Can you play Arc Raiders solo?

Yes. Turn Fill Squad to Off on the Play menu before you queue, and you drop into the raid alone with no random teammates. You still share the map with other players, but the game tries to keep solos matched against other solos.

Does Arc Raiders have a PvE-only mode?

No. As of mid-2026 there is no dedicated PvE-only mode and no offline single-player. Every raid is shared with real players. Solo play plus the game's aggression-based matchmaking is the closest you get to a PvE experience.

Is Arc Raiders aggression-based matchmaking real?

Yes. Embark matchmakes partly on how prone you are to PvP versus PvE, so low-aggression solo players gradually filter into calmer lobbies. It reduces hostile encounters but never guarantees you will not be attacked.

How do you turn off random teammates in Arc Raiders?

On the Play menu, bottom-right, switch the Fill Squad option to Off before you queue. You then queue solo, raid solo and extract solo, with no squad, no voice chat with strangers and no babysitting.

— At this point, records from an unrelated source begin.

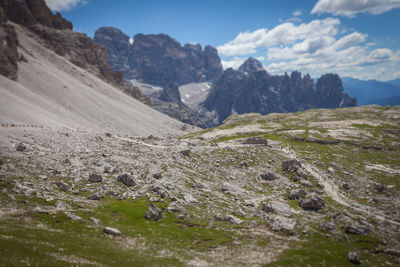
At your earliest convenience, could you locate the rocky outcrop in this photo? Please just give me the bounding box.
[0,0,151,105]
[94,27,222,87]
[0,0,72,30]
[202,58,357,124]
[0,5,18,80]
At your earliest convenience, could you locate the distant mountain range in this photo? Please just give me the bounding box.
[342,77,400,105]
[93,27,357,127]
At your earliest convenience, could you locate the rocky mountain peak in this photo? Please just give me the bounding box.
[239,57,265,72]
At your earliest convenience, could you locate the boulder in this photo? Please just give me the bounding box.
[347,250,361,265]
[263,201,292,216]
[88,173,103,183]
[299,193,325,211]
[118,173,136,186]
[145,204,162,221]
[282,159,301,171]
[88,192,104,200]
[17,143,27,152]
[103,227,121,236]
[260,172,278,181]
[289,189,307,200]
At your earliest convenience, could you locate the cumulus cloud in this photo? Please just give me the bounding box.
[311,0,400,17]
[45,0,86,11]
[218,18,340,56]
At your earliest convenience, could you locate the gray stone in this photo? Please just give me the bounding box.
[103,227,121,236]
[118,173,136,186]
[299,193,325,210]
[282,159,301,171]
[289,189,307,200]
[299,180,312,187]
[179,149,190,157]
[145,204,162,221]
[88,173,103,183]
[260,172,278,181]
[347,250,361,265]
[88,192,104,200]
[224,215,244,224]
[263,201,292,216]
[17,143,27,152]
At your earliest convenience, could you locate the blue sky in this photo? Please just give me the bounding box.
[46,0,400,80]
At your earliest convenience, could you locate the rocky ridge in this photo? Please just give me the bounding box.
[202,58,357,125]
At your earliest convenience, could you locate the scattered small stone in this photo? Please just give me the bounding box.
[242,137,268,146]
[88,192,104,200]
[282,159,301,171]
[299,193,325,211]
[145,204,162,221]
[300,180,313,187]
[55,181,68,192]
[103,227,121,236]
[260,172,278,181]
[375,184,386,193]
[179,149,190,157]
[153,173,162,180]
[347,250,361,265]
[118,173,136,186]
[17,143,27,152]
[289,189,307,200]
[88,173,103,183]
[89,217,100,225]
[224,215,244,224]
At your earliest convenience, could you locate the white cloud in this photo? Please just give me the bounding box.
[45,0,86,11]
[218,18,340,56]
[292,10,303,17]
[311,0,400,17]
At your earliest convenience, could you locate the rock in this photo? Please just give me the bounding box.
[88,173,103,183]
[17,143,27,152]
[267,215,297,233]
[342,183,351,190]
[224,215,244,224]
[344,222,369,235]
[88,192,104,200]
[300,180,313,187]
[153,173,162,180]
[145,204,162,221]
[64,212,82,221]
[118,173,136,186]
[299,193,325,211]
[242,137,268,146]
[260,172,278,181]
[183,193,198,203]
[289,189,307,200]
[282,159,301,171]
[347,250,361,265]
[179,149,190,157]
[55,181,68,192]
[103,227,121,236]
[263,201,292,216]
[375,184,386,193]
[167,202,185,213]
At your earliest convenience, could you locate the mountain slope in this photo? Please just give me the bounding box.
[342,77,400,105]
[0,25,188,136]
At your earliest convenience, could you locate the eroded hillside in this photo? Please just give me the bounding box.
[0,106,400,266]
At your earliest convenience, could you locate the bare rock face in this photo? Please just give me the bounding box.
[94,27,222,87]
[203,58,357,124]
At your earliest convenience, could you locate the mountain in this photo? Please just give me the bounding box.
[202,58,357,124]
[0,0,186,136]
[93,27,222,87]
[342,77,400,105]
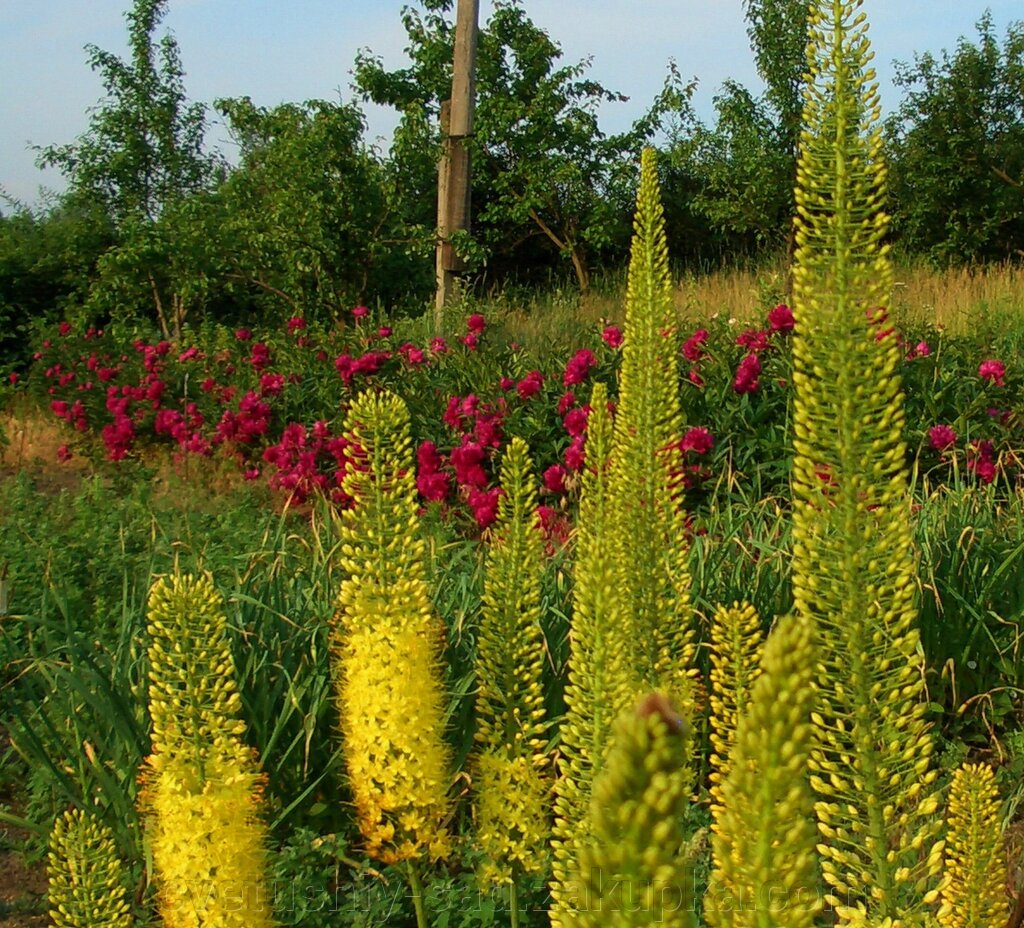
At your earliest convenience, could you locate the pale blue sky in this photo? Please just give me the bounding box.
[0,0,1024,204]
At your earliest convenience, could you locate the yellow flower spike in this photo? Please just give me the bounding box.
[939,764,1010,928]
[608,149,696,700]
[793,0,938,928]
[551,382,635,928]
[333,392,451,879]
[705,610,821,928]
[47,809,133,928]
[709,602,763,812]
[475,437,551,889]
[551,149,696,928]
[561,693,694,928]
[140,574,274,928]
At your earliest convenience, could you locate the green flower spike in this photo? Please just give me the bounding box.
[334,392,451,863]
[48,809,132,928]
[939,764,1010,928]
[705,610,821,928]
[793,0,942,928]
[563,693,694,928]
[475,437,551,889]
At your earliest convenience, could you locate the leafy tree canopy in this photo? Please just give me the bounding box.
[355,0,692,289]
[888,13,1024,263]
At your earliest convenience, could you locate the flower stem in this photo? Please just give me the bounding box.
[409,860,427,928]
[509,880,519,928]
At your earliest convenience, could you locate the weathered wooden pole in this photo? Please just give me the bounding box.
[434,0,480,332]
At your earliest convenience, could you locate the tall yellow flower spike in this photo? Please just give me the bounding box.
[708,602,763,813]
[551,382,635,928]
[939,764,1010,928]
[47,809,132,928]
[609,149,696,704]
[705,614,821,928]
[563,693,694,928]
[475,437,551,889]
[141,575,273,928]
[793,0,942,928]
[334,392,451,863]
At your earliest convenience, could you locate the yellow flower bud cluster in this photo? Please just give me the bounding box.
[47,809,133,928]
[141,574,273,928]
[793,0,942,928]
[562,693,694,928]
[705,611,821,928]
[474,437,551,886]
[709,602,763,811]
[939,764,1010,928]
[333,393,452,863]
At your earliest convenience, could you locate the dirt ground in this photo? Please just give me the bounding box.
[0,795,50,928]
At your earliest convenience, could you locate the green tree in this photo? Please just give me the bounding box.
[355,0,691,290]
[0,194,114,363]
[38,0,217,228]
[668,0,808,253]
[887,13,1024,263]
[38,0,222,335]
[216,98,435,315]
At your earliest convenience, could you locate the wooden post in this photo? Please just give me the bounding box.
[434,0,480,333]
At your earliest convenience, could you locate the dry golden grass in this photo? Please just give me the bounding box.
[536,258,1024,333]
[893,264,1024,334]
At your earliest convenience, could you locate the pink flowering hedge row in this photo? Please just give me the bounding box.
[10,305,1024,528]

What is aggression-based matchmaking in Arc Raiders?

Embark ranks players on a spectrum by how often they shoot other raiders and tries to put killers with killers and looters with looters. Play peacefully and the system gradually slots you into calmer company, though it never guarantees you will not be attacked.

How many Arc Raiders players actually want PvE?

Embark have said roughly 30 percent of players engage almost purely with PvE, another 30 percent are PvP enthusiasts, and the remaining 40 percent flit between the two. Wanting a quiet run puts you with a third of the player base, not on the fringe.